Nous avons passé, Barbara Judith et moi, deux jours à Saint-Jean-de-Luz afin de nous remettre des retombées de l’organisation de la fête d’anniversaire de Judith — 18 ans, déjà. Ce n’est pas moins d’une vingtaine de jeunes gens que nous avons accueillis, et si la maison n’a pas subi trop de dommages, ce n’était pas le cas pour moi, ni pour Barbara, ni Judith, dans une moindre mesure. Le logement nous était loué par un membre de la famille Adam, qui semble régner sur cette charmante ville du pays basque notamment à coups de petits gateaux. Fortune et renommée leur semblent venir, en effet, de ce que Louis XIV, à l’occasion de son mariage avec Marie-Thérèse d’Autriche célébré à Saint-Jean-de-Luz, aurait boulotté un de leurs macarons et déclaré : c’est miam ce truc. Sur place, difficile d’échapper à cette anecdote, un peu comme au trésor de l’abbé Saunière à Rennes-le-Château ou aux apparitions de la Vierge à Bernadette Soubirous à Lourdes. J’ai beaucoup dormi entre deux hammams, et quand je ne dormais pas, je lisais une autobiographie toute en digressions, humour et finesse de P.G. Wodehouse. Constatant à chaque page que ce vieux Plum — son surnom — m’avait volé  la plupart de ses trucs, j’en suis venu à la réflexion suivante : mon vieux, tu n’as pas écrit d’infolettre depuis longtemps. Mais enfin, vous aurez bien compris que j’étais occupé ailleurs, et c’était mansuétude de ma part que de vous épargner mon dernier séjour chez mes vieux parents, mes problèmes de pompe à chaleur, la liste de mes créanciers qui s’allonge, ma surdité qui progresse, et autres problèmes du quotidien. 

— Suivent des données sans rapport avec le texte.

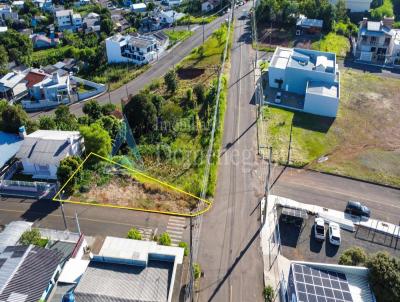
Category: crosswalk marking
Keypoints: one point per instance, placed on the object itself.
(175, 229)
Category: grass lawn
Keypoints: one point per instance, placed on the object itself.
(362, 142)
(177, 36)
(332, 42)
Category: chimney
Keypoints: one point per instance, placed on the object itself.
(22, 132)
(388, 21)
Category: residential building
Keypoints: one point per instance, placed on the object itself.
(91, 23)
(144, 270)
(378, 42)
(136, 49)
(42, 151)
(305, 26)
(41, 41)
(6, 13)
(309, 73)
(13, 86)
(27, 273)
(355, 6)
(139, 7)
(210, 5)
(328, 282)
(68, 20)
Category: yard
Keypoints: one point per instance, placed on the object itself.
(362, 142)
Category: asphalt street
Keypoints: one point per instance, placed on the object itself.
(157, 70)
(334, 192)
(229, 249)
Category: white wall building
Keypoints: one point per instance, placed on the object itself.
(355, 5)
(42, 151)
(137, 49)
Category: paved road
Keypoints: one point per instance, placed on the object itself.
(229, 249)
(157, 70)
(334, 192)
(93, 220)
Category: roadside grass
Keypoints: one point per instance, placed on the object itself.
(177, 36)
(332, 42)
(187, 148)
(362, 142)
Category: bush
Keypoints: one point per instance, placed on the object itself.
(183, 245)
(353, 256)
(134, 234)
(269, 293)
(196, 271)
(164, 239)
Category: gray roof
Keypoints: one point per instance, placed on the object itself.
(103, 282)
(25, 272)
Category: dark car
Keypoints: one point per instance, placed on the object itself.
(356, 208)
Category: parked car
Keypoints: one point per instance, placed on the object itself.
(319, 229)
(358, 209)
(278, 97)
(334, 233)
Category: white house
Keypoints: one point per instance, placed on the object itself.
(68, 20)
(139, 49)
(355, 5)
(42, 151)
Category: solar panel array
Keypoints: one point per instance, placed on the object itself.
(317, 285)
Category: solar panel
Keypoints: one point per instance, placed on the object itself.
(314, 285)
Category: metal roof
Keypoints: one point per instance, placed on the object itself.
(26, 272)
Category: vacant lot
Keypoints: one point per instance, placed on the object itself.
(362, 142)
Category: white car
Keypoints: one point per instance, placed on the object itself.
(278, 97)
(319, 229)
(334, 233)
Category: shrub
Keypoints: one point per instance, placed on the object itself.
(269, 293)
(134, 234)
(164, 239)
(183, 245)
(353, 256)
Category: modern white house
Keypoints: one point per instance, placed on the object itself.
(68, 20)
(355, 5)
(136, 49)
(378, 43)
(42, 151)
(309, 73)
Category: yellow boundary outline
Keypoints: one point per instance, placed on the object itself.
(57, 196)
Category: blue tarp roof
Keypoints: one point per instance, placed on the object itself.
(9, 145)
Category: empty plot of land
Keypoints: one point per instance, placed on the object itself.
(362, 142)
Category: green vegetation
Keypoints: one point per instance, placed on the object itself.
(340, 45)
(177, 36)
(185, 247)
(33, 237)
(384, 272)
(164, 239)
(385, 10)
(358, 143)
(134, 234)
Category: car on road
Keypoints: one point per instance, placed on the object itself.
(278, 97)
(319, 229)
(357, 208)
(334, 233)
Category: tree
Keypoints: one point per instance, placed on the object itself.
(96, 139)
(47, 123)
(134, 234)
(353, 256)
(141, 114)
(65, 170)
(384, 276)
(93, 109)
(171, 81)
(164, 239)
(13, 117)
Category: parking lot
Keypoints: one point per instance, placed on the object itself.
(298, 242)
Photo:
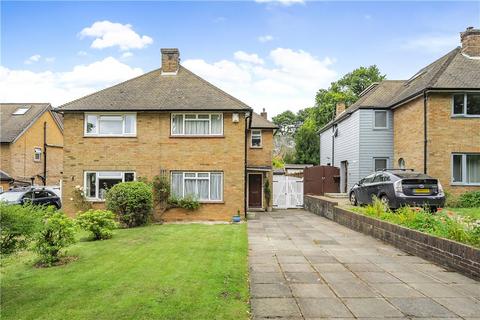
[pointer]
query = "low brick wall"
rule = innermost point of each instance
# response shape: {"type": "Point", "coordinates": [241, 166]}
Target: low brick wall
{"type": "Point", "coordinates": [450, 254]}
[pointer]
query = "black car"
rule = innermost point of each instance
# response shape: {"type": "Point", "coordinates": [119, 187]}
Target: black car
{"type": "Point", "coordinates": [399, 187]}
{"type": "Point", "coordinates": [34, 195]}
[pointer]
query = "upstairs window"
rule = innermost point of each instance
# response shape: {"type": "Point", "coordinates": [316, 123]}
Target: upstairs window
{"type": "Point", "coordinates": [466, 105]}
{"type": "Point", "coordinates": [380, 120]}
{"type": "Point", "coordinates": [116, 125]}
{"type": "Point", "coordinates": [197, 124]}
{"type": "Point", "coordinates": [256, 139]}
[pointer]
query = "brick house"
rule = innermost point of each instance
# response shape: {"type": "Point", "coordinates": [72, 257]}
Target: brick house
{"type": "Point", "coordinates": [31, 144]}
{"type": "Point", "coordinates": [430, 123]}
{"type": "Point", "coordinates": [167, 121]}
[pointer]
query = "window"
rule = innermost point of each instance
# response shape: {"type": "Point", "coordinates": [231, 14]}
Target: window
{"type": "Point", "coordinates": [110, 125]}
{"type": "Point", "coordinates": [21, 111]}
{"type": "Point", "coordinates": [466, 105]}
{"type": "Point", "coordinates": [204, 186]}
{"type": "Point", "coordinates": [380, 163]}
{"type": "Point", "coordinates": [380, 121]}
{"type": "Point", "coordinates": [201, 124]}
{"type": "Point", "coordinates": [96, 183]}
{"type": "Point", "coordinates": [466, 169]}
{"type": "Point", "coordinates": [37, 154]}
{"type": "Point", "coordinates": [256, 136]}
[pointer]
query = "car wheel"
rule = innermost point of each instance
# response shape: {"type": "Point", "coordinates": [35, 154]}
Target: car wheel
{"type": "Point", "coordinates": [353, 199]}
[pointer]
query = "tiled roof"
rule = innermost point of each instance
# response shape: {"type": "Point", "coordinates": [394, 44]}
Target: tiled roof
{"type": "Point", "coordinates": [12, 125]}
{"type": "Point", "coordinates": [153, 91]}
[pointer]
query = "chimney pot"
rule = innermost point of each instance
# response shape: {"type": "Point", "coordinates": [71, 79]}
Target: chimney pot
{"type": "Point", "coordinates": [471, 42]}
{"type": "Point", "coordinates": [170, 60]}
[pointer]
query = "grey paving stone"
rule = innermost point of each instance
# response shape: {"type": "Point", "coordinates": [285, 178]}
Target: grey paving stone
{"type": "Point", "coordinates": [274, 307]}
{"type": "Point", "coordinates": [372, 307]}
{"type": "Point", "coordinates": [464, 307]}
{"type": "Point", "coordinates": [323, 307]}
{"type": "Point", "coordinates": [270, 290]}
{"type": "Point", "coordinates": [309, 290]}
{"type": "Point", "coordinates": [421, 307]}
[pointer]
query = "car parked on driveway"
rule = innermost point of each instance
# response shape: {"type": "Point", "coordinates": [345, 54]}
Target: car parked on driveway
{"type": "Point", "coordinates": [399, 187]}
{"type": "Point", "coordinates": [34, 195]}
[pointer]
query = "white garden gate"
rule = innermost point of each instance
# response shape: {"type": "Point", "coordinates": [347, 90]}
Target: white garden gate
{"type": "Point", "coordinates": [287, 192]}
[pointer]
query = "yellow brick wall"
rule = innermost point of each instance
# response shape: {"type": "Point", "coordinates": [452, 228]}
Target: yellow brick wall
{"type": "Point", "coordinates": [17, 157]}
{"type": "Point", "coordinates": [153, 150]}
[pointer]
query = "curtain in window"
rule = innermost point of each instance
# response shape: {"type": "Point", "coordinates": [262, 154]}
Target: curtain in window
{"type": "Point", "coordinates": [473, 168]}
{"type": "Point", "coordinates": [215, 186]}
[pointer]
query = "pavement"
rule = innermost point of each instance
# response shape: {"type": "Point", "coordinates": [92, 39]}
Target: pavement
{"type": "Point", "coordinates": [303, 266]}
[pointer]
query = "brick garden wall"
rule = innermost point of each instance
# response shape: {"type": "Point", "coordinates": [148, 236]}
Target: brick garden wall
{"type": "Point", "coordinates": [450, 254]}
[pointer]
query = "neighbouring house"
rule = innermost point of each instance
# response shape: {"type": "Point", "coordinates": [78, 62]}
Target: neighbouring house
{"type": "Point", "coordinates": [168, 121]}
{"type": "Point", "coordinates": [31, 144]}
{"type": "Point", "coordinates": [431, 123]}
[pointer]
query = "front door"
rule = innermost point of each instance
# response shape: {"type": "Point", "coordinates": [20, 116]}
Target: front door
{"type": "Point", "coordinates": [255, 190]}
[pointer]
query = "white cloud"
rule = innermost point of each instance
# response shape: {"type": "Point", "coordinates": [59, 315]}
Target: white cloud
{"type": "Point", "coordinates": [432, 43]}
{"type": "Point", "coordinates": [110, 34]}
{"type": "Point", "coordinates": [248, 57]}
{"type": "Point", "coordinates": [61, 87]}
{"type": "Point", "coordinates": [33, 59]}
{"type": "Point", "coordinates": [265, 38]}
{"type": "Point", "coordinates": [288, 83]}
{"type": "Point", "coordinates": [282, 2]}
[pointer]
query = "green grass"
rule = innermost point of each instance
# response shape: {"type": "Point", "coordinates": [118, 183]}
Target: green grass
{"type": "Point", "coordinates": [155, 272]}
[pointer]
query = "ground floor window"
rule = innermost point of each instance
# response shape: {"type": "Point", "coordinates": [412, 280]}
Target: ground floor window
{"type": "Point", "coordinates": [466, 168]}
{"type": "Point", "coordinates": [204, 186]}
{"type": "Point", "coordinates": [98, 182]}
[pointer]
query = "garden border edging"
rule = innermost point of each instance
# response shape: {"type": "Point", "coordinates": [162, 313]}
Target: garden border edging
{"type": "Point", "coordinates": [447, 253]}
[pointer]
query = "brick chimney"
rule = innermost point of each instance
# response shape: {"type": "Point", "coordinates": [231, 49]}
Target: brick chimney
{"type": "Point", "coordinates": [264, 114]}
{"type": "Point", "coordinates": [170, 60]}
{"type": "Point", "coordinates": [339, 108]}
{"type": "Point", "coordinates": [471, 42]}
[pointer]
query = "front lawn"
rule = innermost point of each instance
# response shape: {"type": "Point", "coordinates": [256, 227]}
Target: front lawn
{"type": "Point", "coordinates": [156, 272]}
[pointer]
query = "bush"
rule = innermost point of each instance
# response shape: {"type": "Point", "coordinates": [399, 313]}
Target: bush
{"type": "Point", "coordinates": [18, 225]}
{"type": "Point", "coordinates": [99, 222]}
{"type": "Point", "coordinates": [131, 201]}
{"type": "Point", "coordinates": [470, 199]}
{"type": "Point", "coordinates": [58, 232]}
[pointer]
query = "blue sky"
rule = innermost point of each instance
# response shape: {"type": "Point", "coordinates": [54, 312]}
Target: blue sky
{"type": "Point", "coordinates": [273, 55]}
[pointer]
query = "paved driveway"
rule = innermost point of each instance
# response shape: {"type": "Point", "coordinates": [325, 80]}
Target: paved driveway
{"type": "Point", "coordinates": [303, 266]}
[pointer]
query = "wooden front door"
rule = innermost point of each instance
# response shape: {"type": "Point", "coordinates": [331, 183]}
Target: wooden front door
{"type": "Point", "coordinates": [255, 190]}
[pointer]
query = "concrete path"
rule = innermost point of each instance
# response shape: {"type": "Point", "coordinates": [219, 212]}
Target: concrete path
{"type": "Point", "coordinates": [303, 266]}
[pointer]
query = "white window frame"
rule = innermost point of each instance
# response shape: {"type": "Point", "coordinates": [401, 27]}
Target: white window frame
{"type": "Point", "coordinates": [464, 113]}
{"type": "Point", "coordinates": [380, 158]}
{"type": "Point", "coordinates": [183, 134]}
{"type": "Point", "coordinates": [100, 114]}
{"type": "Point", "coordinates": [464, 170]}
{"type": "Point", "coordinates": [97, 184]}
{"type": "Point", "coordinates": [386, 120]}
{"type": "Point", "coordinates": [35, 153]}
{"type": "Point", "coordinates": [260, 134]}
{"type": "Point", "coordinates": [196, 177]}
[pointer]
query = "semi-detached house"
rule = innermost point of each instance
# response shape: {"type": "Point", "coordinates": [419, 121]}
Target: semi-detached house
{"type": "Point", "coordinates": [169, 121]}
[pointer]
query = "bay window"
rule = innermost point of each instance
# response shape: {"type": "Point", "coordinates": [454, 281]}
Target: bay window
{"type": "Point", "coordinates": [204, 186]}
{"type": "Point", "coordinates": [115, 125]}
{"type": "Point", "coordinates": [466, 105]}
{"type": "Point", "coordinates": [466, 169]}
{"type": "Point", "coordinates": [197, 124]}
{"type": "Point", "coordinates": [96, 183]}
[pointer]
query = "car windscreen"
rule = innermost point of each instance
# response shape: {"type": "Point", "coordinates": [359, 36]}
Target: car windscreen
{"type": "Point", "coordinates": [10, 196]}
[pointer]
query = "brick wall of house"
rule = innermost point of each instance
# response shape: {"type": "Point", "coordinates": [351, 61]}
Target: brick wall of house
{"type": "Point", "coordinates": [153, 150]}
{"type": "Point", "coordinates": [447, 135]}
{"type": "Point", "coordinates": [17, 157]}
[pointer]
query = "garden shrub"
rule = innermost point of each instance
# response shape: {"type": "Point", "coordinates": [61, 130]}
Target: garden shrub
{"type": "Point", "coordinates": [99, 222]}
{"type": "Point", "coordinates": [18, 225]}
{"type": "Point", "coordinates": [58, 232]}
{"type": "Point", "coordinates": [470, 199]}
{"type": "Point", "coordinates": [131, 202]}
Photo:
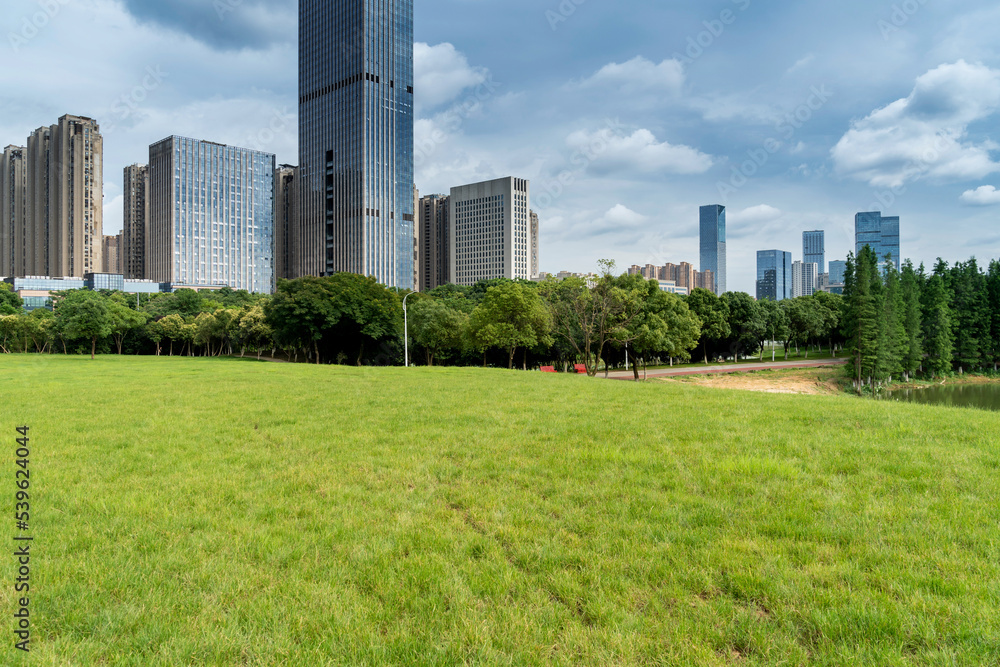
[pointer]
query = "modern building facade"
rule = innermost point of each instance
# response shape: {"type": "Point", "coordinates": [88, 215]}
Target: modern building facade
{"type": "Point", "coordinates": [14, 235]}
{"type": "Point", "coordinates": [356, 140]}
{"type": "Point", "coordinates": [135, 229]}
{"type": "Point", "coordinates": [286, 204]}
{"type": "Point", "coordinates": [434, 216]}
{"type": "Point", "coordinates": [774, 275]}
{"type": "Point", "coordinates": [211, 215]}
{"type": "Point", "coordinates": [111, 254]}
{"type": "Point", "coordinates": [881, 233]}
{"type": "Point", "coordinates": [814, 249]}
{"type": "Point", "coordinates": [63, 200]}
{"type": "Point", "coordinates": [713, 244]}
{"type": "Point", "coordinates": [536, 266]}
{"type": "Point", "coordinates": [490, 231]}
{"type": "Point", "coordinates": [805, 278]}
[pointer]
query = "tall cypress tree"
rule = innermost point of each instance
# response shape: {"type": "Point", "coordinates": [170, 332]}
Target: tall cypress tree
{"type": "Point", "coordinates": [892, 334]}
{"type": "Point", "coordinates": [913, 351]}
{"type": "Point", "coordinates": [938, 340]}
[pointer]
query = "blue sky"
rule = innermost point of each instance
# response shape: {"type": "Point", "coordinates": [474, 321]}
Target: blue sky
{"type": "Point", "coordinates": [626, 116]}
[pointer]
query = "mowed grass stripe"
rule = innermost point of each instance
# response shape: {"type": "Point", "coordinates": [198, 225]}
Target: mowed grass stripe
{"type": "Point", "coordinates": [216, 511]}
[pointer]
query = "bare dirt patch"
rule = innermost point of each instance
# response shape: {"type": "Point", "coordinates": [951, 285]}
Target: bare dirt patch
{"type": "Point", "coordinates": [812, 381]}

Disons plutôt que je vous les épargne pour le moment parce que, comme à chaque fin d’année, je me dis que j’aimerais être plus prolifique l’année prochaine. Dans tous les domaines, d’ailleurs. Je me vois actuellement comme un grain de raisin — c’est d’ailleurs le nom que je me suis choisi en tant qu’artiste de musique électronique, Grain de Raisin, lorsque je ferai de la musique électronique bien-sûr : actuellement, je suis un peu sec, comme raisin, mais je compte prendre des mesures pour redevenir juteux et craquant.